In the mid-1980s, before most could envision the Soviet Union’s collapse, William F. Buckley, National Review publisher and conservative icon, observed that without its military the U.S.S.R. was “a third-world country, sort of an India of the North.” Buckley was prescient and deadly accurate, about the Soviets at least.
Three decades on, the news is filled with claims and fears that the Russia remnant of the Soviet Union is reclaiming super-power status, having “earned” it assisting Bashar al-Assad’s atrocities against Syrian civilians, reseizing Crimea from the former Ukrainian Socialist Republic, hacking America’s computers and meddling in our election.
Russia and its leader, Putin, appear to command the respect, applause and approval of America’s imminent leader.
In fact and truth Russia, following a decade of experimentation with press freedom, capitalism and free elections, is descending into third-world status and stature again. But for an old and diminished stockpile of nukes, Russia is becoming an elephantine version of North Korea – defining greatness in its ability to terrorize externally while impoverishing its people. The Russian economy’s near total reliance on oil and gas also reveals Russia becoming “sort of” a Venezuela of the North East. Unlike the Saudis who see the petrochemical handwriting fading on the wall, Russia can’t diversify with a chunk of Uber or other future technologies, because Western sanctions block most of that.
North Korea? Venezuela? Hyperbole? Over the past year the average Russian’s wage declined by 9.5 percent to less than $450 monthly – less than in Serbia or China. The steady shrinkage of the Russian economy, by virtually every measure, certainly has been exacerbated by declines in oil and gas prices and sanctions imposed by the U.S.A. and E.U. after the seizure of Crimea. But, the steady decline preceded those events and continued after oil prices began to rise. In the midst of Russia’s economic decline, its GDP fell 40 percent from 2013 to 2014. That compares with the United States’ steepest decline since the Great Depression, a two percent drop from 2008 to 2009 during the Great Recession.
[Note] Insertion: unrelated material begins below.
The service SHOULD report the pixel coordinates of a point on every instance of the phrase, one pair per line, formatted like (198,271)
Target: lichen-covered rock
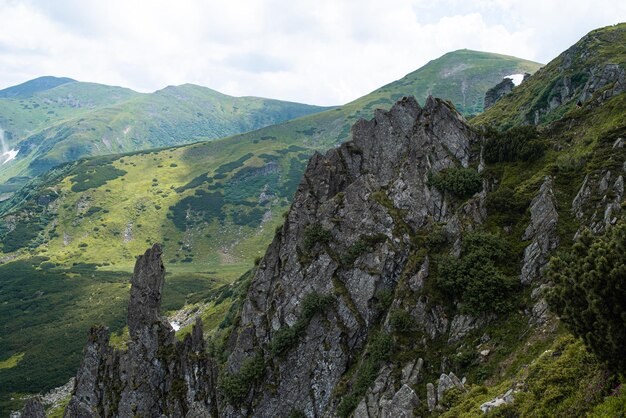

The relative sizes of the economies of the world’s only real superpower and the meddlesome wannabe are instructive. With a little more than twice its population our GDP is more than ten times Russia’s hydrocarbon dominated and backward looking one. The Russian people seem to understand this, as deaths outpace births and population relentlessly declines.
The only bright spot in the Russian economic outlook is a recent surge in military construction and expenditure. The nation of Tolstoy and Dostoyevsky of Prokofiev and Shostakovich of Lenin has devolved into a state that defines its greatness and power in external threats and disruption while its people become poorer and lose hope for the future.